Yonikku was having a birthday party five months and some amount of days after his birthday, July 4. His birthday was on December 25th. He invited the big, green chicken, Webster, Mother Goose, "Bic", Chibi Star, Sunobica Supèr, Neo-Angel #1, all his ex -wives, his present wife, and a box of Kitty Litter with ____ _____(ditto) in it. Yonikku was turning 91. He hated that number so much, he liked it. He dreaded this day in years. Everyone, except his present wife, came. Yonikku was flabbergasted. In fact, his flabber hasn't been this gasted in years. He ate dyed eggs and Hollow Chocolate bunnies. He then had ____ _____ as a clown, Mother Goose as a pony, Chibi Star as the ringmaster, Neo-Angel #1 as the announcer, the big green chicken as Little Red Riding Hood, "Bic" as a pen, and the ex-wives as ex-wives. He got a heart attack from the horribly amazing performance. Sunobica Supèr took him to the cemetery to get better.
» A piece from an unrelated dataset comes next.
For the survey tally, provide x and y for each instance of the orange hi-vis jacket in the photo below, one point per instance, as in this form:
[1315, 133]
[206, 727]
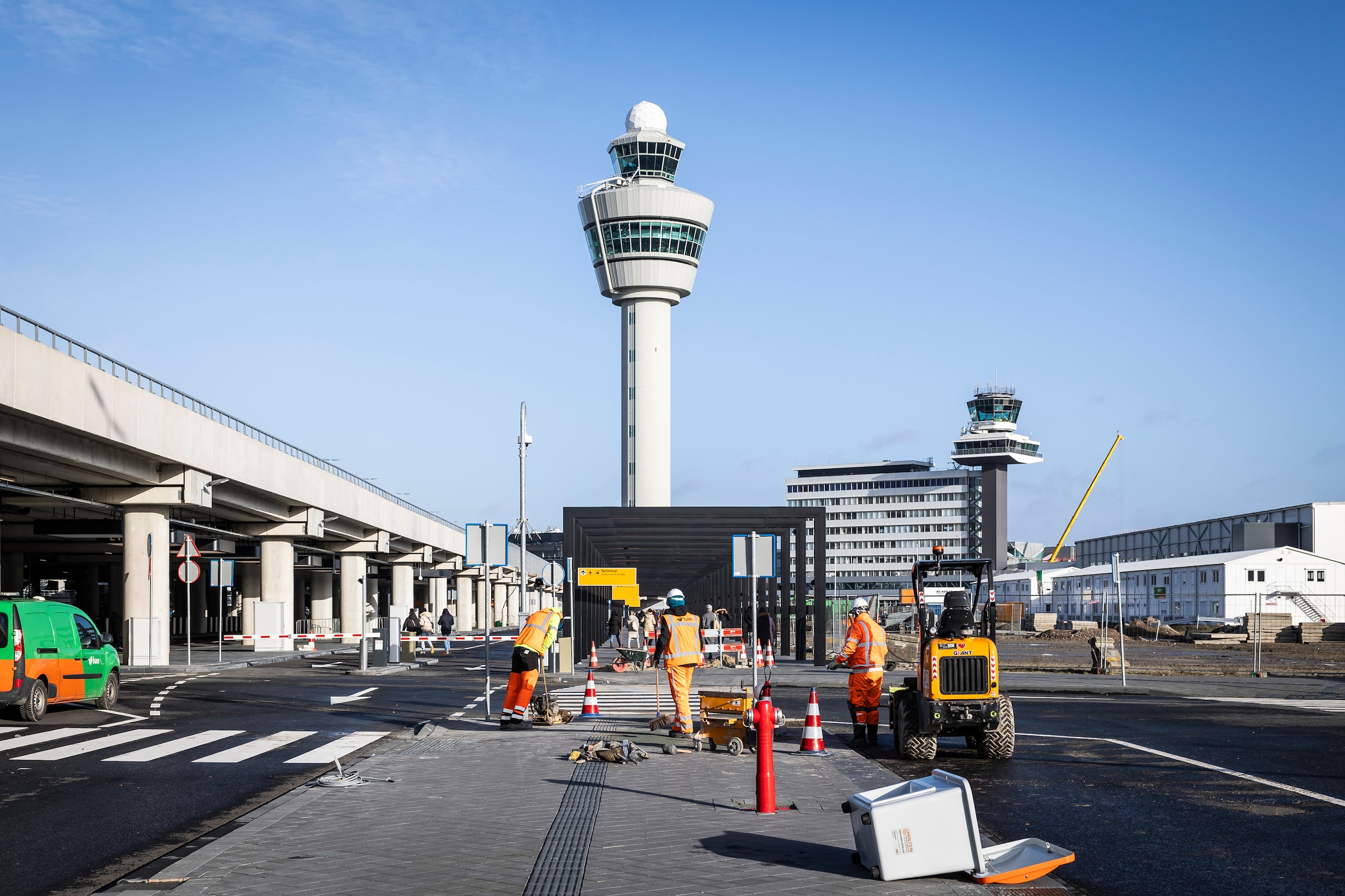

Yonikku soon gained consciousness but found himself in a box underground. Meanwhile, a widow was crying at her husband's grave next to Yonikku's. Yonikku came out quickly and ran like a frightened Frankenstein. It was still 12-25-??. He came home to find a cake full of roaches and kitty litter. "Bic" told the Japanese Pug that (s) he was a Japanese pug. That made the Japanese Pug mad and showed it by running into a wall. Webster ate some bamboo in a martini glass filled with metal beads. Yonikku was sent roses by his wife. Then after everyone left, he read Science Interactions in his busy and spare time. He then called everyone in the U.S. that he was not middle-aged anymore. His kind lived to be 72 years, 5 months, 2 weeks, 6 days, 3 hours, 59 minutes, and 1 second.